CD43 Expression Is an Adverse Prognostic Factor in Newly Diagnosed Multiple Myeloma

CD43 expression is an adverse prognostic factor in newly diagnosed multiple myeloma

Introduction

CD43 is an abundant, heavily-glycosylated, cell surface protein expressed on bone marrow hematopoietic stem cells and most white blood cells. Previous studies have found that CD43 also expressed in some types of lymphoma cells and associated with adverse outcomes. However, the prognosis value of CD43 expression in multiple myeloma (MM) remain unknown.

Patients and Methods

A total of 109 MM patients, newly diagnosed in Nanfang Hospital of Southern Medical University from January 2017 to December 2019, were included in the study. CD43 was detected by flow cytometre as follows: 2 ml of heparin anticoagulated bone marrow was collected from the patients at the time of diagnosis，1×10 ⁶ cells were detected, and a gate was set for identifying abnormal plasma cells characterized by CD138 expression and CD38. CD43 positive was defined as more than 20% of the plasma cells expressed CD43.

Results

A total of 109 patients with newly diagnosed MM were enrolled in the study, including 77 patients (70.6%) for CD43 positive and 32 patients (29.4%) for CD43 negative . The median age was 58 years, and the male-female ratio was 1.7:1. Patients in the CD43 positive group were more likely to have international staging system (ISS) stage III (67.5% VS 46.9%, P= 0.044), hemoglobin < 85g/L (64.9% VS 37.5%, P= 0.008), 13q deletion (31.4% VS 10.4%), and higher percentage of bone marrow monoclonal plasma cells detected by flow cytometry (5.5% VS 1.4%, P=0.003).
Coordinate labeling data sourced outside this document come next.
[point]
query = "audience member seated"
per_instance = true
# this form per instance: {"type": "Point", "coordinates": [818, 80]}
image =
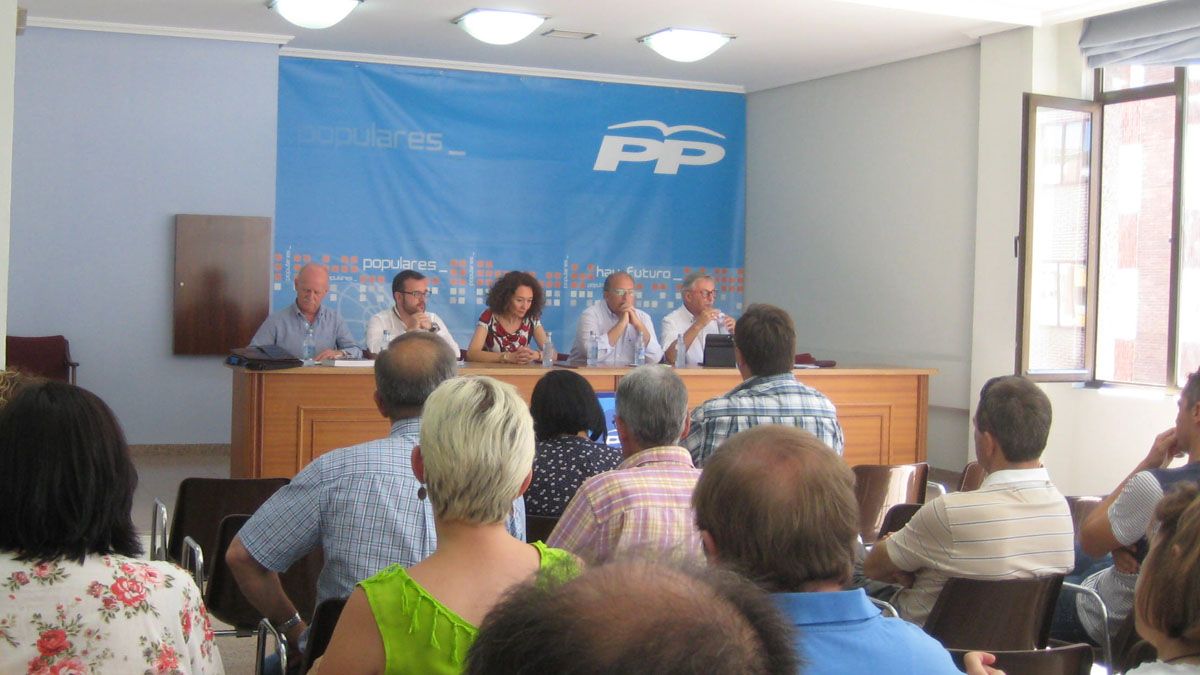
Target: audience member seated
{"type": "Point", "coordinates": [778, 506]}
{"type": "Point", "coordinates": [475, 457]}
{"type": "Point", "coordinates": [643, 507]}
{"type": "Point", "coordinates": [635, 617]}
{"type": "Point", "coordinates": [1120, 523]}
{"type": "Point", "coordinates": [1015, 525]}
{"type": "Point", "coordinates": [1167, 603]}
{"type": "Point", "coordinates": [76, 596]}
{"type": "Point", "coordinates": [570, 429]}
{"type": "Point", "coordinates": [288, 327]}
{"type": "Point", "coordinates": [359, 505]}
{"type": "Point", "coordinates": [511, 322]}
{"type": "Point", "coordinates": [763, 347]}
{"type": "Point", "coordinates": [411, 292]}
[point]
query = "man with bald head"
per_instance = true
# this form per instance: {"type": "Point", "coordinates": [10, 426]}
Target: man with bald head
{"type": "Point", "coordinates": [288, 327]}
{"type": "Point", "coordinates": [778, 506]}
{"type": "Point", "coordinates": [635, 617]}
{"type": "Point", "coordinates": [621, 324]}
{"type": "Point", "coordinates": [360, 505]}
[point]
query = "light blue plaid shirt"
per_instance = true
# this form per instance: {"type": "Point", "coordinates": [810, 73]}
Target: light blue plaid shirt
{"type": "Point", "coordinates": [286, 328]}
{"type": "Point", "coordinates": [360, 506]}
{"type": "Point", "coordinates": [771, 399]}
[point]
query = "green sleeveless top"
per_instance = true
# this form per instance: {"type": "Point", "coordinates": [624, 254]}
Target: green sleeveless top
{"type": "Point", "coordinates": [423, 635]}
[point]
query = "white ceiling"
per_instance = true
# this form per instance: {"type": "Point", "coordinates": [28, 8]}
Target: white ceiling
{"type": "Point", "coordinates": [778, 41]}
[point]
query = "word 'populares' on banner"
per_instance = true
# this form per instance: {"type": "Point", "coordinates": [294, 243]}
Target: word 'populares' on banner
{"type": "Point", "coordinates": [463, 175]}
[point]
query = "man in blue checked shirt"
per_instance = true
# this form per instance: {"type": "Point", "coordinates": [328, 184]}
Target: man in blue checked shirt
{"type": "Point", "coordinates": [763, 346]}
{"type": "Point", "coordinates": [361, 505]}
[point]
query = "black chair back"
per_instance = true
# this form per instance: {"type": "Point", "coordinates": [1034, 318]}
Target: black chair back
{"type": "Point", "coordinates": [47, 356]}
{"type": "Point", "coordinates": [321, 631]}
{"type": "Point", "coordinates": [881, 487]}
{"type": "Point", "coordinates": [1067, 659]}
{"type": "Point", "coordinates": [203, 502]}
{"type": "Point", "coordinates": [1006, 614]}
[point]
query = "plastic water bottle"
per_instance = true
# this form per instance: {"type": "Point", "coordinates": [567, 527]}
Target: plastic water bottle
{"type": "Point", "coordinates": [310, 345]}
{"type": "Point", "coordinates": [547, 352]}
{"type": "Point", "coordinates": [603, 348]}
{"type": "Point", "coordinates": [593, 350]}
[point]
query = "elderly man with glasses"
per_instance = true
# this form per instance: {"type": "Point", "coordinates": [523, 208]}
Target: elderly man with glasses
{"type": "Point", "coordinates": [695, 320]}
{"type": "Point", "coordinates": [411, 291]}
{"type": "Point", "coordinates": [622, 327]}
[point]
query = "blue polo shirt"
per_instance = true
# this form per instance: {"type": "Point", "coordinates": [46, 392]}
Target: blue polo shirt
{"type": "Point", "coordinates": [843, 633]}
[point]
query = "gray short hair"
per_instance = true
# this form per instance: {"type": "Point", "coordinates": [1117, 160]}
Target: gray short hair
{"type": "Point", "coordinates": [691, 279]}
{"type": "Point", "coordinates": [411, 368]}
{"type": "Point", "coordinates": [478, 446]}
{"type": "Point", "coordinates": [652, 401]}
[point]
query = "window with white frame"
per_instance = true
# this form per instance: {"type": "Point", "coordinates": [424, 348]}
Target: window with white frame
{"type": "Point", "coordinates": [1109, 245]}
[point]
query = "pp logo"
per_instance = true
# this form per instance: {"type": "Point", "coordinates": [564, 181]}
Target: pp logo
{"type": "Point", "coordinates": [667, 154]}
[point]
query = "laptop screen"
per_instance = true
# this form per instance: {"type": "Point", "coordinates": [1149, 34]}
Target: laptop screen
{"type": "Point", "coordinates": [609, 405]}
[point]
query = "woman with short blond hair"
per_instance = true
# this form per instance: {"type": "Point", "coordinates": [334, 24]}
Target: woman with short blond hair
{"type": "Point", "coordinates": [475, 457]}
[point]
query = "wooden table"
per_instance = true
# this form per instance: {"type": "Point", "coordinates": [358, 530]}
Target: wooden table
{"type": "Point", "coordinates": [283, 418]}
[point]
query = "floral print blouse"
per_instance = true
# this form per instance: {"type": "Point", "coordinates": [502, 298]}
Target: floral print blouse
{"type": "Point", "coordinates": [112, 614]}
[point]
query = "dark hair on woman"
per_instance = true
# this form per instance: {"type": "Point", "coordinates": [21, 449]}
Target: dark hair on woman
{"type": "Point", "coordinates": [66, 476]}
{"type": "Point", "coordinates": [501, 292]}
{"type": "Point", "coordinates": [1168, 596]}
{"type": "Point", "coordinates": [564, 402]}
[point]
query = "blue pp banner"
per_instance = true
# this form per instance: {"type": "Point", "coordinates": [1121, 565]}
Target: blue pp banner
{"type": "Point", "coordinates": [463, 175]}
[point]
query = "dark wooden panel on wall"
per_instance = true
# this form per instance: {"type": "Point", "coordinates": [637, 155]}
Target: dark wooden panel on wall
{"type": "Point", "coordinates": [222, 281]}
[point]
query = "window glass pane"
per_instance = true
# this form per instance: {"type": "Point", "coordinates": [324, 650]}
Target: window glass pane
{"type": "Point", "coordinates": [1135, 240]}
{"type": "Point", "coordinates": [1129, 77]}
{"type": "Point", "coordinates": [1059, 254]}
{"type": "Point", "coordinates": [1189, 244]}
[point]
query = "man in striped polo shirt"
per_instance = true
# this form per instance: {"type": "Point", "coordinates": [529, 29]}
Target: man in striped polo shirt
{"type": "Point", "coordinates": [1015, 525]}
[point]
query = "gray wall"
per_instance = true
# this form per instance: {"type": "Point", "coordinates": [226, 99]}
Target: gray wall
{"type": "Point", "coordinates": [113, 136]}
{"type": "Point", "coordinates": [861, 221]}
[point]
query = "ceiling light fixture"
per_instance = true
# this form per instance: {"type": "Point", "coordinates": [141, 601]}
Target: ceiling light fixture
{"type": "Point", "coordinates": [684, 45]}
{"type": "Point", "coordinates": [313, 13]}
{"type": "Point", "coordinates": [498, 27]}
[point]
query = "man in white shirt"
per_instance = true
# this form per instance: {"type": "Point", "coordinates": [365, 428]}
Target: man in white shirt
{"type": "Point", "coordinates": [623, 324]}
{"type": "Point", "coordinates": [409, 290]}
{"type": "Point", "coordinates": [695, 320]}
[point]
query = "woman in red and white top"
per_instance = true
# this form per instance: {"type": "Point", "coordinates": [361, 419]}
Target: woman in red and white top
{"type": "Point", "coordinates": [511, 322]}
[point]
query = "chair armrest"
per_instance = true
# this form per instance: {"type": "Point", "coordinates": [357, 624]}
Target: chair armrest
{"type": "Point", "coordinates": [1104, 619]}
{"type": "Point", "coordinates": [192, 560]}
{"type": "Point", "coordinates": [159, 531]}
{"type": "Point", "coordinates": [281, 646]}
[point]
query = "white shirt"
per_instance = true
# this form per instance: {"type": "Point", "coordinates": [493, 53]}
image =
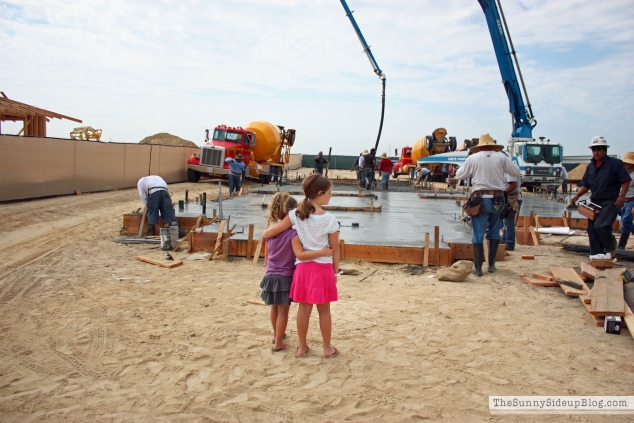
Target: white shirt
{"type": "Point", "coordinates": [487, 169]}
{"type": "Point", "coordinates": [313, 233]}
{"type": "Point", "coordinates": [150, 184]}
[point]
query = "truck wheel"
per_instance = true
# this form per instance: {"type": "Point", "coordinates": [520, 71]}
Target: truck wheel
{"type": "Point", "coordinates": [193, 175]}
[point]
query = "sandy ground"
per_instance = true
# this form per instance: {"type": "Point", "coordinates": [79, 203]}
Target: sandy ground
{"type": "Point", "coordinates": [77, 345]}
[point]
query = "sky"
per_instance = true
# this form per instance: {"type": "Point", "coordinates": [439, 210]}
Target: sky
{"type": "Point", "coordinates": [137, 68]}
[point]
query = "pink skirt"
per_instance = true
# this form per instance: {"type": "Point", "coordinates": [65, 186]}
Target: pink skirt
{"type": "Point", "coordinates": [314, 283]}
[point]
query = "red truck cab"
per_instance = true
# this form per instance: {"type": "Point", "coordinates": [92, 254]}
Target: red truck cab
{"type": "Point", "coordinates": [225, 142]}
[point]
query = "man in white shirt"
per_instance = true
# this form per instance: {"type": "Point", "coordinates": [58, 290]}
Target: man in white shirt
{"type": "Point", "coordinates": [486, 167]}
{"type": "Point", "coordinates": [153, 193]}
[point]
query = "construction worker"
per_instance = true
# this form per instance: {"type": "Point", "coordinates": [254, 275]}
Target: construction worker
{"type": "Point", "coordinates": [486, 168]}
{"type": "Point", "coordinates": [385, 166]}
{"type": "Point", "coordinates": [236, 167]}
{"type": "Point", "coordinates": [369, 166]}
{"type": "Point", "coordinates": [319, 163]}
{"type": "Point", "coordinates": [604, 176]}
{"type": "Point", "coordinates": [153, 193]}
{"type": "Point", "coordinates": [627, 211]}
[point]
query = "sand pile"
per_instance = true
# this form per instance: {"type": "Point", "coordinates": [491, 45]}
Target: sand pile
{"type": "Point", "coordinates": [164, 138]}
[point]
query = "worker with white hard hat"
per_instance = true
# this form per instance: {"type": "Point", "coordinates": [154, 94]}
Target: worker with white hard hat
{"type": "Point", "coordinates": [609, 181]}
{"type": "Point", "coordinates": [627, 211]}
{"type": "Point", "coordinates": [486, 168]}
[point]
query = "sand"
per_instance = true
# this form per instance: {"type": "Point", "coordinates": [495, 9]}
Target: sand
{"type": "Point", "coordinates": [77, 345]}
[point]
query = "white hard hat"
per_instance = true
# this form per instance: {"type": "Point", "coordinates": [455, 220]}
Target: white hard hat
{"type": "Point", "coordinates": [598, 142]}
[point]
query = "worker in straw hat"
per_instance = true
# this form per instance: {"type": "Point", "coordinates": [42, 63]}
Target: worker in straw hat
{"type": "Point", "coordinates": [627, 211]}
{"type": "Point", "coordinates": [486, 168]}
{"type": "Point", "coordinates": [236, 167]}
{"type": "Point", "coordinates": [385, 166]}
{"type": "Point", "coordinates": [609, 181]}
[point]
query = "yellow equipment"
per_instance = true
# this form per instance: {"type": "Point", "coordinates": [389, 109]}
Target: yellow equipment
{"type": "Point", "coordinates": [85, 133]}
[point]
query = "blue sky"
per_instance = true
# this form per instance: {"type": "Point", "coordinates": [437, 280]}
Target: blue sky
{"type": "Point", "coordinates": [136, 68]}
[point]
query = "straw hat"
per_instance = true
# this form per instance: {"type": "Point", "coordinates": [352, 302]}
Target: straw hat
{"type": "Point", "coordinates": [485, 141]}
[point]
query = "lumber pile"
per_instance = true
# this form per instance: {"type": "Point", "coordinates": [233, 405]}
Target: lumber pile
{"type": "Point", "coordinates": [604, 299]}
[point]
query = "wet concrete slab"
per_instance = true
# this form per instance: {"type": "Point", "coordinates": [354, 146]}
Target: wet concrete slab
{"type": "Point", "coordinates": [403, 221]}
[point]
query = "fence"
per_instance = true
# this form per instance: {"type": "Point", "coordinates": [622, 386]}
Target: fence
{"type": "Point", "coordinates": [32, 167]}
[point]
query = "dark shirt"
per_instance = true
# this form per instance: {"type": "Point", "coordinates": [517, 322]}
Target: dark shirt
{"type": "Point", "coordinates": [369, 162]}
{"type": "Point", "coordinates": [319, 162]}
{"type": "Point", "coordinates": [605, 181]}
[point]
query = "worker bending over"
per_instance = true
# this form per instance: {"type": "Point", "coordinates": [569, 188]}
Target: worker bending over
{"type": "Point", "coordinates": [486, 167]}
{"type": "Point", "coordinates": [153, 193]}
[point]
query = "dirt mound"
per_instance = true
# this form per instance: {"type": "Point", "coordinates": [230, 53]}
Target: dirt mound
{"type": "Point", "coordinates": [164, 138]}
{"type": "Point", "coordinates": [577, 173]}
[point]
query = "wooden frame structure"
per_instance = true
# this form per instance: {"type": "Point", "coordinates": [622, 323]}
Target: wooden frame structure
{"type": "Point", "coordinates": [34, 118]}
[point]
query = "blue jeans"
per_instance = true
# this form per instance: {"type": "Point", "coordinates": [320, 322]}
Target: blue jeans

Most patients enrolled in the study received bortezomib-based treatment. The very good partial response (VGPR) or better rate after 4 induction cycles was significantly lower in the CD43 positive group than CD43 negative group (35.1% VS 56.3%, P=0.041), and the overall response rate (ORR) in the CD43 positive group was lower than that in CD43 negative group (75.3% VS 84.4%, P=0.299), but no significantly difference.

The median follow-up time was 22 months. Patients with CD43 positive had significantly lower PFS (median PFS 24 months VS not reached, P =0.012), and OS (median OS not reached, P = 0.023) than those with CD43 negative. Multivariate analysis indicated that CD43 positive expression was an independent poor risk factor for PFS (HR 2.517 95%CI 1.178-5.376, P = 0.017) and OS (HR 3.664 95%CI 1.100-12.075, P = 0.034).

Conclusion

Our study showed that CD43 expression was an adverse prognosis for multiple myeloma.